Es sind Schwierigkeiten, die zu erwarten waren. Die DSN sollte quasi aus den Ruinen des Bundesamts für Verfassungsschutz und Terrorismusbekämpfung (BVT) auferstehen, das durch unzählige Affären und eine höchst umstrittene Hausdurchsuchung vor fünf Jahren nahezu zerstört war. Die Ermittlungen der Wirtschafts- und Korruptionsstaatsanwaltschaft (WKStA) gegen mehrere Verfassungsschützer waren höchst umstritten, die Behörde soll vom damals blauen Innenministerium unter Herbert Kickl (FPÖ) instrumentalisiert worden sein.
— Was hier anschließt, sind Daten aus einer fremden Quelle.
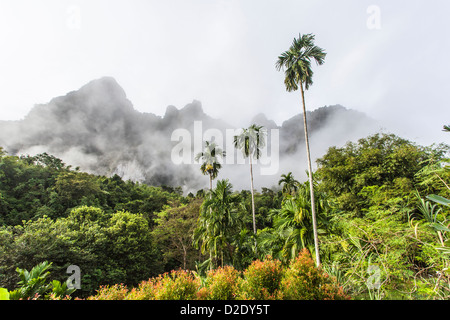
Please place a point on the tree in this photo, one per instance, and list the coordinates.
(290, 185)
(220, 219)
(173, 233)
(296, 63)
(250, 142)
(210, 164)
Außerdem gab es bislang keine einzige Verurteilung in der Sache. Doch abseits davon drangen durch Sicherstellungen und den U-Ausschuss unzählige fragwürdige Praktiken und Vorfälle im BVT nach außen.

Die Öffentlichkeit bekam Einblick in eine zerstrittene Organisation, und mehrere Spionageskandale drangen nach außen – nicht zuletzt die Verbindung von Ex-Abteilungsleiter Martin W. zu Ex-Wirecard-Manager Jan Marsalek, der sich mittlerweile wohl in Russland versteckt.

Die DSN als Neuanfang

Mit der DSN wollte das dann wieder ÖVP-geführte Innenministerium einen Neuanfang setzen. Auch langjährige BVT-Mitarbeiter mussten sich für die DSN neu bewerben; dazu wurde die Organisationsstruktur radikal verändert. Etwas mehr als ein Jahr ist seit dem offiziellen Startschuss für die DSN vergangen – und es gab und gibt viel zu tun. Neue Abläufe mussten erlernt werden, viele erfahrene Verfassungsschützer fühlen sich außen vorgelassen oder verließen die Behörde sogar.
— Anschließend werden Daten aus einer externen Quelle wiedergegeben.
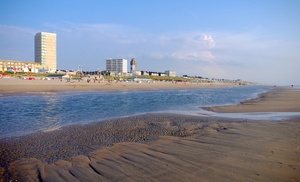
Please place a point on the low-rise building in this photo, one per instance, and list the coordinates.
(171, 73)
(19, 66)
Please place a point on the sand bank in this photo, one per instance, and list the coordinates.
(15, 85)
(278, 100)
(160, 147)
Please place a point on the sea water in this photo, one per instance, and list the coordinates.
(28, 113)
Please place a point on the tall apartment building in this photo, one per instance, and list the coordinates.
(116, 65)
(45, 50)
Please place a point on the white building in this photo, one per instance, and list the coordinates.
(45, 50)
(170, 73)
(116, 65)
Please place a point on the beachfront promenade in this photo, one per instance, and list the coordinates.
(160, 147)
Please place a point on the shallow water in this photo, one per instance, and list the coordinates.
(27, 113)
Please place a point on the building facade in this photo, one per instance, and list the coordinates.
(171, 73)
(133, 66)
(45, 50)
(19, 66)
(116, 66)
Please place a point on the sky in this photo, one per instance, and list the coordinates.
(252, 40)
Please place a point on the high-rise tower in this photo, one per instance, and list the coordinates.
(133, 66)
(45, 50)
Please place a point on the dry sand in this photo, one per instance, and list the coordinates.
(161, 147)
(15, 85)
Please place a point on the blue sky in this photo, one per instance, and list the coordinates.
(251, 40)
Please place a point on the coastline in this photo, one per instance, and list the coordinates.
(15, 85)
(158, 147)
(281, 99)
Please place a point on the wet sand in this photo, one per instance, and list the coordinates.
(282, 99)
(161, 147)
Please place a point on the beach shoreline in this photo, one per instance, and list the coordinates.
(163, 147)
(16, 85)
Dazu kommt die Frage, wie man überhaupt einen Verfassungsschützer rekrutiert. Derzeit kommen deshalb viele Verwaltungspraktikanten in die DSN, was unter "alten Hasen" für Unmut sorgt. Die Rede ist von parteipolitischer Einflussnahme der ÖVP, die ihre Jungen in Richtung DSN verschiebe.

Keine schnellen Lösungen

Offiziell will das Innenministerium zu alldem nichts sagen. Es betont, dass seit dem Start der DSN keine Führungskräfte gegangen seien (weil diese ihren Job erst in ein paar Wochen aufgeben, Anm.); zur Fluktuation bei anderen Mitarbeiterinnen und Mitarbeitern will man nichts sagen. Dem Vernehmen nach wird das Problem durchaus erkannt; es gebe aber keine schnellen Lösungen. Die Arbeitsbelastung sei enorm, das bringe der Job mit sich – und oftmals sei die tatsächliche Aufgabe dann weniger glamourös, als Neuankömmlinge sie sich vorgestellt hätten.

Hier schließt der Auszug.